The Mixtape Museum will begin planning, assessment and preparation to archive and preserve its recorded sound collections. These recordings contain some of the earliest sounds of hip-hop and one-of-a-kind mixtapes by fans and practitioners. The goal is to make these recordings available for research and use by the public.

Rico Washington — New York, New York

Awarded: $5,000

This project will preserve the sound recordings of Johnnie Mae Matthews, an influential African American entrepreneur in Detroit's music industry who shaped the careers of future stars such as the Temptations, Diana Ross and Motown mogul Berry Gordy. By digitizing the master tapes of her solo recordings and her record label catalog, this project corrects the erasure of African American women's contributions, highlighting their vital role in shaping music history.

Preservation Implementation 

Cape Breton University, Beaton Institute — Sydney, Nova Scotia

Awarded: $16,699

Founded in 1949, the Rodeo Records/Banff Collection is the most comprehensive example of significant regional and national Canadian commercial recordings in existence. This project will complete the digitization of at-risk master recordings and 78 rpm records, improve preservation methods for the physical collection, and provide greater online access for researchers.

Country Music Hall of Fame and Museum — Nashville, Tennessee

Awarded: $20,000

The Country Music Hall of Fame and Museum will assess, catalog, re-house, and make accessible a collection of approximately 8,160 radio transcription discs containing historically significant recordings. Select recordings from the collection will then be prioritized for digitization in the second phase of the project, based on preservation needs. The collection features interviews and performances with a variety of country music artists.

East Tennessee State University — Johnson City, Tennessee

Awarded: $20,000

The Archives of Appalachia at ETSU will clean and digitize 246 recordings from the Folk Festival of the Smokies in Cosby, Tennesee (1967-1999) and the Grayson County Old-Time Fiddlers' Convention in Independence, Virginia (1968-1979). These recordings contain unique performances that highlight old-time and traditional Appalachian music.

Kronos Performing Arts Association — San Francisco, California

Awarded: $12,500

This project will preserve and provide public access to content from the Kronos Hour and Radio Kronos broadcasts (1984-1991). Distributed by American Public Media, the programs feature recordings of new work by Kronos Quartet and guest artists, along with interviews of many prominent musicians and composers. The collection captures a unique view of the late 20th 

century cultural landscape across many musical genres.

University of Iowa Libraries — Iowa City, Iowa

Awarded: $11,000

The University of Iowa Libraries will digitize, preserve, transcribe, and translate Czech music and recitations on cylinder dating from 1903-1908 from two labels: Ed. Jedlička and Columbia. The Jedlička recordings constitute some of the earliest recordings made for a specific ethnic group, and include music, poetry, stories, and comedy.
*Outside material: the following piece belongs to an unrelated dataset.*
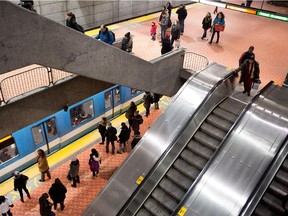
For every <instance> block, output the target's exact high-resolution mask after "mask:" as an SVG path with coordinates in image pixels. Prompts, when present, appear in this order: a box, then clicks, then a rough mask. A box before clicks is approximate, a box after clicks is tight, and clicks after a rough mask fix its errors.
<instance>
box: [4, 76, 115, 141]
mask: <svg viewBox="0 0 288 216" xmlns="http://www.w3.org/2000/svg"><path fill="white" fill-rule="evenodd" d="M112 85H113V84H110V83H105V82H101V81H97V80H94V79H89V78H86V77H81V76H78V77H75V78H73V79H71V80H69V81H67V82H63V83H61V84H59V85H56V86H54V87H52V88H49V89H47V90H45V91H41V92H39V93H36V94H33V95H30V96H28V97H26V98H24V99H22V100H18V101H16V102H14V103H11V104H8V105H5V106H3V107H0V119H1V123H0V138H1V137H4V136H7V135H9V134H11V133H12V132H14V131H17V130H19V129H21V128H23V127H26V126H27V125H30V124H33V123H35V122H37V121H39V120H40V119H43V118H45V117H47V116H49V115H51V114H53V113H56V112H58V111H60V110H61V109H63V105H64V104H65V102H69V104H70V105H73V104H75V103H77V102H79V101H81V100H83V99H85V98H88V97H90V96H92V95H94V94H96V93H98V92H100V91H103V90H104V89H107V88H109V87H111V86H112Z"/></svg>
The Columbia recordings are rare European issues of Czech music and comedy.

University of North Texas — Denton, Texas

Awarded: $20,000

This project will digitally preserve an estimated 150 hours of interviews, conducted or collected by former NPR host and producer Tim Owens. The collection includes major jazz artists including Dizzy Gillespie, Percy Heath, Hampton Hawes, Milt Jackson, Arif Mardin, Tony Bennett, Jay McShann, and others. Once digitized, these items will be preserved in and accessible via the UNT Digital Library.